The Muslim states often are criticized by civil rights defenders for being too tough on their citizens. While it’s true, they argue, that Singapore is safe, they ask the rhetorical question, “Would you trade the freedoms you have in the U.S. for the safety that Singaporeans have?” It’s a good question. It’s also a premise being tested right now in America, as Donald Trump moves us toward a more authoritarian government. Trump has always been very tough on crime (ironic, in my view, since he is himself a criminal). This has been one of his attractions to voters, especially those in rural areas where crime is low; they take one look at a city like Oakland and decide they don’t want to descend into that. If the government got really tough on crime and cracked down on it, Singapore-style, these rural MAGA voters figure it won’t impact them at all, since the places where they live—Coeur d’Alene ID, Jackson MS, Gainesville GA, Provo UT—have very low crime rates, and most people are law-abiding. Corporal and capital punishment, they figure, is for bad people in blue cities, not for them, so they have nothing to fear if the government turns authoritarian.
Well, I’ll leave it to sociologists and criminologists to figure out why some countries have such low rates of crime, but I do know one thing: countries like the U.S., where we put so much emphasis on “rights” and so little on “responsibilities,” are always going to have a high crime rate. The “rights-responsibilities” spectrum has got to be in balance. When a country, or, more specifically, a county like Alameda and a city like Oakland, ideologically declares itself to be “progressive,” and elects politicians of that persuasion, there’s automatically going to be an imbalance in the rights-responsibilities spectrum, which will be tilted on behalf of predators and evil-doers.
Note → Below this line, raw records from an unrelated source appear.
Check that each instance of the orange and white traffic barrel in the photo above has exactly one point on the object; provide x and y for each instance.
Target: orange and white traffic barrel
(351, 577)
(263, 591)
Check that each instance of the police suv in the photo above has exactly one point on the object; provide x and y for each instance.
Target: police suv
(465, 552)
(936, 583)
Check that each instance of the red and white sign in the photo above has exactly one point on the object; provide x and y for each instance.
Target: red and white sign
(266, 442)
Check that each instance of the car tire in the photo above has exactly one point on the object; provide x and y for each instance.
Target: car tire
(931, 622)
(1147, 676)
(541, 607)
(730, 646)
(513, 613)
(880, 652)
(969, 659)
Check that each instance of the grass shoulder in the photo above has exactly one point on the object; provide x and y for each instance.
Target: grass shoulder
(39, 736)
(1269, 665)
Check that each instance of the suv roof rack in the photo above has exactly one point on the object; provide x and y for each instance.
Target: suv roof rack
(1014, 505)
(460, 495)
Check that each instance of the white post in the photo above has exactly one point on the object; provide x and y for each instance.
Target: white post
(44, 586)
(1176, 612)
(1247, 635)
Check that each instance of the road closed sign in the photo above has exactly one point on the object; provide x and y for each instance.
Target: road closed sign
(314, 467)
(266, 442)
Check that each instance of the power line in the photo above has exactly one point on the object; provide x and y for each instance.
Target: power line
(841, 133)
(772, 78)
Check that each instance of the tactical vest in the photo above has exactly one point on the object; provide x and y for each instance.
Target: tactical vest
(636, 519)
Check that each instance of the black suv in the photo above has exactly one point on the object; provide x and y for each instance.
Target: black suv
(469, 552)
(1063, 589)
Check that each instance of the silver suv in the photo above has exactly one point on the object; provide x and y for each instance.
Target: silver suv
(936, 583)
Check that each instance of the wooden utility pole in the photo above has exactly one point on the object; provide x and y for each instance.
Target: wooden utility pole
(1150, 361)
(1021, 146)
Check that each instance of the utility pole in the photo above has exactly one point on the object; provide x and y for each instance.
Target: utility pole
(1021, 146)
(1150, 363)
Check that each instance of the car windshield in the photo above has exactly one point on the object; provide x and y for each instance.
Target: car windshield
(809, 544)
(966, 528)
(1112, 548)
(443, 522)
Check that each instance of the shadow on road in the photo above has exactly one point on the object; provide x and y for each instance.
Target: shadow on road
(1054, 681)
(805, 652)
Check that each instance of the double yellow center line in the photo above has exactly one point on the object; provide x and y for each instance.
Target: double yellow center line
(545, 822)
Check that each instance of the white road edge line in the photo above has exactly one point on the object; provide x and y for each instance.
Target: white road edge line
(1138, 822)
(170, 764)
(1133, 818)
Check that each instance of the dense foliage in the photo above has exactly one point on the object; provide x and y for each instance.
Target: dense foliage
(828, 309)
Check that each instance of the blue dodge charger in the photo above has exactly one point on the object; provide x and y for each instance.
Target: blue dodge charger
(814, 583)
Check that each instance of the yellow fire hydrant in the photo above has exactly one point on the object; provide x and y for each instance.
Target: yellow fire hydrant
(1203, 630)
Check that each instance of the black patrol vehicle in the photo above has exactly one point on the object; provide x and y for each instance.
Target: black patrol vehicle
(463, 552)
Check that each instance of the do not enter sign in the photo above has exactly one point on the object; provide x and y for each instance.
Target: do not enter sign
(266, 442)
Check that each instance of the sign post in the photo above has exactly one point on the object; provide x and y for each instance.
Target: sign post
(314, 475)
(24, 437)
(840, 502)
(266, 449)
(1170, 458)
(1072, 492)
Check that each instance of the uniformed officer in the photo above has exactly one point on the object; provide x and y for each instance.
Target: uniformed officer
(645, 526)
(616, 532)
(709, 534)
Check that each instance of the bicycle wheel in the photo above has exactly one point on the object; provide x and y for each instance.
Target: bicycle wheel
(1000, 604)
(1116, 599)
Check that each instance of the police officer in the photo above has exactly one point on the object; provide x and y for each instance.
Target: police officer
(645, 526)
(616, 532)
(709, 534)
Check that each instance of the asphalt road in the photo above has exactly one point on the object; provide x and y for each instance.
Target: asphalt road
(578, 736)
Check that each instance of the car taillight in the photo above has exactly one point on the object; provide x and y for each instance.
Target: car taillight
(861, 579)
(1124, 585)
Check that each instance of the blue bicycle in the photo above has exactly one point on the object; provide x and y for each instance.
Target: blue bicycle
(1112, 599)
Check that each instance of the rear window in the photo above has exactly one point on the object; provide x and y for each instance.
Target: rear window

This is something that Muslim countries have figured out. We, on the other hand, have not. These Muslim countries certainly have a lot to answer for, with their horrible anti-Gay and anti-woman policies, and we should keep the pressure on them to lighten up and give people more freedom. But freedom for gays and women does not equate to freedom for thugs to break the law. We can encourage both the right to live one’s own life as one wishes, and the expectation that every citizen will bear the responsibilities entailed in being free. We need to get really tough on crime and anti-social behavior, while at the same time fiercely protecting the rights of women and the LGBTQ coalition. This is something we can accomplish now, if we have the courage to admit that the woke-progressive cult has been an utter failure.